Resurrection is a remake of the 1985 classic, though hewing closer to the arcade original than the subsequent NES port, rebuilt with a storybook artstyle. Fans of the original games will recognize sections lifted straight from the source material, but a large amount of it is reimagined to be a little faster-paced and less repetitive. There are multiple difficulty levels and temporary reprieves for difficulty options after dying repeatedly in a single section to temporarily make the game easier, but the highest difficulty available at the start informs you that it is the way Ghosts ‘n Goblins is meant to be played.
Which is where most of the discussion about Resurrection will take place, so let’s just start there: is this game too hard? There is unfortunately no single answer to that question. You could be a neophyte to the series and difficult platformers in general and have a fun enough time on the easiest difficulty with its built-in immortality. You could also be an experienced player who chews the gristle off Dark Souls and find a mid-tier difficulty frustrating enough to contemplate throwing your controller at the wall (hi). Unless you’re looking for some challenge, which is the overall meat of the game, I do not think Ghosts n’ Goblins is for you.
If you are looking for that challenge, Resurrection gets most things right and a few things wrong. The difficulty level determines both the number of enemies on screen and the number of checkpoints. Each area gets its own checkpoint, but optional “Flag of Rebirth” checkpoints can be hit within those areas. These can be a godsend for difficult parts, though they unfurl in front of tedious sections rather than difficult ones. Moreover, upon a player death, the game defaults to highlighting the option to restart the area, thus erasing every checkpoint after it.

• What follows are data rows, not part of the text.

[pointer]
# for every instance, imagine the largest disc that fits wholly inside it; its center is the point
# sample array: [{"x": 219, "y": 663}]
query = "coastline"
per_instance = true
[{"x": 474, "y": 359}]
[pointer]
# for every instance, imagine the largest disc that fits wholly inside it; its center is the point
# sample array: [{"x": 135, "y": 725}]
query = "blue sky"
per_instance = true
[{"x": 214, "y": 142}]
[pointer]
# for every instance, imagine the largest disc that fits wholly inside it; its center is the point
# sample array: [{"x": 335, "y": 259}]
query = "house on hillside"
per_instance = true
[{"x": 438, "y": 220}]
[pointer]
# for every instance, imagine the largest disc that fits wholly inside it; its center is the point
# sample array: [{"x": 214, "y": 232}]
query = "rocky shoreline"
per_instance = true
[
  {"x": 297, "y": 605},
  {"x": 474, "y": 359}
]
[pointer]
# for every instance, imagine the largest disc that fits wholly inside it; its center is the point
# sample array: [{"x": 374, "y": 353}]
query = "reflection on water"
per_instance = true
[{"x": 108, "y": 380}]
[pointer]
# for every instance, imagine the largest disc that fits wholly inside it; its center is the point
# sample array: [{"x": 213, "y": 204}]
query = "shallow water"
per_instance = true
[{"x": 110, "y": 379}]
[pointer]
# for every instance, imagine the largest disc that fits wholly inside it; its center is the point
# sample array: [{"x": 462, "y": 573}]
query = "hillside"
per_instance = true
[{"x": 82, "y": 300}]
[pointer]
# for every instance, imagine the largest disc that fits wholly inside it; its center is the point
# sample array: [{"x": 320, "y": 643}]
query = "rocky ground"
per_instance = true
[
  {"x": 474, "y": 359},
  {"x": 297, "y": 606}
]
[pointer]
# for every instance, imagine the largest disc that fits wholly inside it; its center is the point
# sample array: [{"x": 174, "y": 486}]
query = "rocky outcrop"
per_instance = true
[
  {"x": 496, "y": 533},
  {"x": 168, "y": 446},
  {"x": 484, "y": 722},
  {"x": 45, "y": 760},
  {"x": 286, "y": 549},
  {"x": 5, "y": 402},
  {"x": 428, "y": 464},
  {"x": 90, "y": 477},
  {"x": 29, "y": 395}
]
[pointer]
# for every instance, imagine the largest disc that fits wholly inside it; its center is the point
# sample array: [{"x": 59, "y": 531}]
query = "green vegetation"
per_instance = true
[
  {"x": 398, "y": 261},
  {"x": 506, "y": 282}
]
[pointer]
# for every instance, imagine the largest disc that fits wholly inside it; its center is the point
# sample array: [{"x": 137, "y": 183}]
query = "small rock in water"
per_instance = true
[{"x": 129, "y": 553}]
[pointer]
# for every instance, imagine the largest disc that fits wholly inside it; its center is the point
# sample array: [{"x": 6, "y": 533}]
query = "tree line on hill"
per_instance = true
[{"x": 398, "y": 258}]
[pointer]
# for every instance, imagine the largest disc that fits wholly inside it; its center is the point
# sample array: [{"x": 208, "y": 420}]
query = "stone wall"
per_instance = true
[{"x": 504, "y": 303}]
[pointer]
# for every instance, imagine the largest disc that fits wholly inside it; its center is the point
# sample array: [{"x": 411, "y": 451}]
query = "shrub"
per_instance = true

If you’re the type of person who tends to hammer the A button after a particularly frustrating death (hi again), this can lead to some very loud profanity.
That said, the game’s boss fights are fantastic. They’re inspired by boss fights throughout the series, but feature new twists and test the player on reading the enemy’s tells more than reacting to them. One boss has you riding a dragon and doing as much damage as possible before it lands, another has you putting out lights around the arena as the boss changes forms to only be visible in the lights or the darkness. They’re all clever and they feel more fair than a lot of the rest of the game can be.
Aesthetically, Resurrection is a mixed bag. There are times where I looked at the game and immediately understood what Capcom was going for with the new artstyle. As a still painting, Resurrection is gorgeous to look at, with beautifully colored environments and textured characters that look like a children’s fairytale sitting on a canvas. When things begin moving, however, it animates less like a storybook come to life than a flash animation of a storybook. There’s a brief uncontrollable eyebrow raise every time I look a little too closely at the way protagonist Arthur jaunts along the stage or a boss spins around the stage. It is never terrible, but it’s often strange.
Ghosts n’ Goblins Resurrection exists in this weird place where I am pretty sure I want nothing to do with this game again, but it’s difficult to place that on anything the game really did wrong. I think it is the ultimate realization of the fact I do not have to climb the next hill a video game shows me just because it is there. I can sit down, breathe deep, and move on. For everyone else, Resurrection is a fun little return to an era of platformer self-destruction that, for right now, I’m happy only visiting.